Chelsea Dibekukan karena Keterkaitan Pemiliknya dengan Rusia

Publik sepak bola sempat dibuat terkejut pada Maret 2022, saat klub raksasa Inggris, Chelsea FC, tiba-tiba masuk dalam daftar sanksi pemerintah Inggris. Alasannya? Karena pemilik klub saat itu, Roman Abramovich, memiliki hubungan erat dengan pemerintah Rusia.

Pemerintah Inggris menjatuhkan sanksi langsung kepada Abramovich sebagai bagian dari upaya melawan pengaruh Rusia menyusul konflik internasional yang sedang memanas.

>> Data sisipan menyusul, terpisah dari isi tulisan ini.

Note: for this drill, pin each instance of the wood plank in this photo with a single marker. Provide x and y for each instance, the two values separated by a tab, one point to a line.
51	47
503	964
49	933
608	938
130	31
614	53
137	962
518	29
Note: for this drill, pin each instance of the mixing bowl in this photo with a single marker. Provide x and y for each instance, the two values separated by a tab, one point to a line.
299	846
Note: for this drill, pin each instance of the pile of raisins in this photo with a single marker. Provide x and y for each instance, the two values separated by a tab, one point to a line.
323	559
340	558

Akibat keputusan ini, Chelsea pun ikut terdampak secara langsung. Klub tidak boleh menjual tiket baru, mengontrak pemain, atau melakukan pembelian apa pun selama masa pembekuan.

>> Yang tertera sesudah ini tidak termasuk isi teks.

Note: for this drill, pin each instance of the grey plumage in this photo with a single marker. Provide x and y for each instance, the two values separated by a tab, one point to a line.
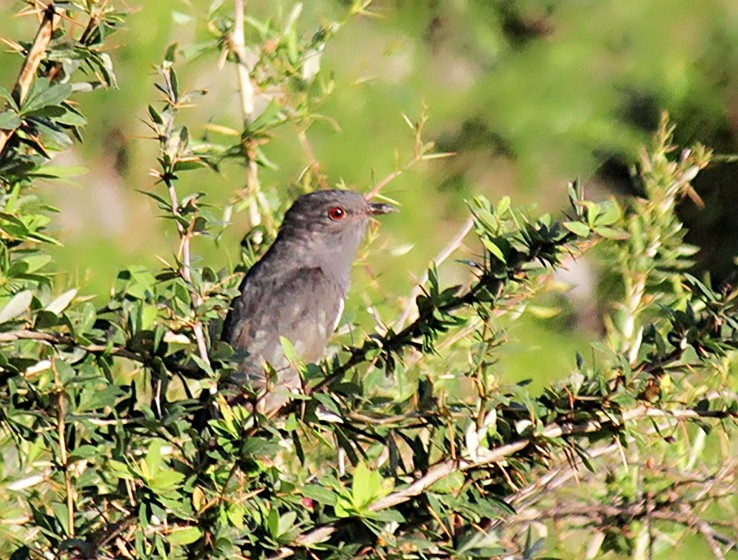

Meski klub tetap bisa bermain dan mengikuti kompetisi, aktivitas operasionalnya dibatasi secara ketat. Semua aset Abramovich, termasuk Chelsea FC, dibekukan. Situasi ini menciptakan ketidakpastian besar, baik di dalam maupun luar lapangan.

Abramovich, yang telah memiliki Chelsea sejak 2003, dikenal sebagai sosok yang membawa kejayaan bagi klub. Namun, hubungan politik yang dikaitkan dengannya membuat posisinya menjadi rentan saat ketegangan geopolitik meningkat. Banyak suporter merasa terkejut, namun juga mengakui bahwa keputusan ini adalah konsekuensi dari situasi global yang lebih luas.

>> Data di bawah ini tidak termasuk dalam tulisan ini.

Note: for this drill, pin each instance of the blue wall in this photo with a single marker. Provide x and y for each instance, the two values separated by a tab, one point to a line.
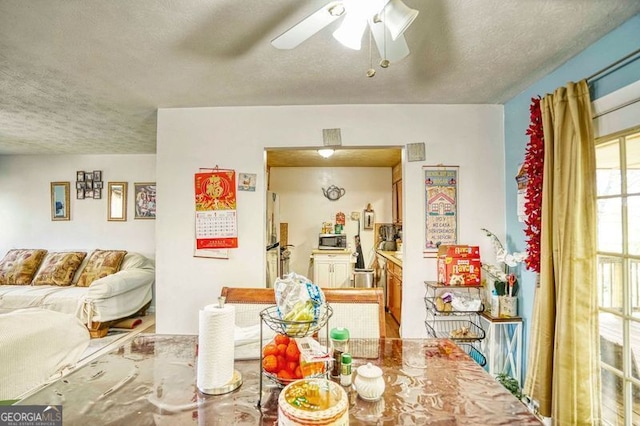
609	49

Akhirnya, tekanan ini mendorong Abramovich untuk menjual klub. Proses penjualan pun digulirkan, dan Chelsea resmi berganti tangan pada musim panas 2022 ke konsorsium asal Amerika Serikat yang dipimpin Todd Boehly. Perpindahan kepemilikan ini menandai babak baru bagi klub, setelah masa kelam akibat sanksi politik.

Situasi ini mengingatkan dunia bahwa sepak bola, meski dianggap sebagai benteng hiburan, tak pernah benar-benar terlepas dari pengaruh politik global.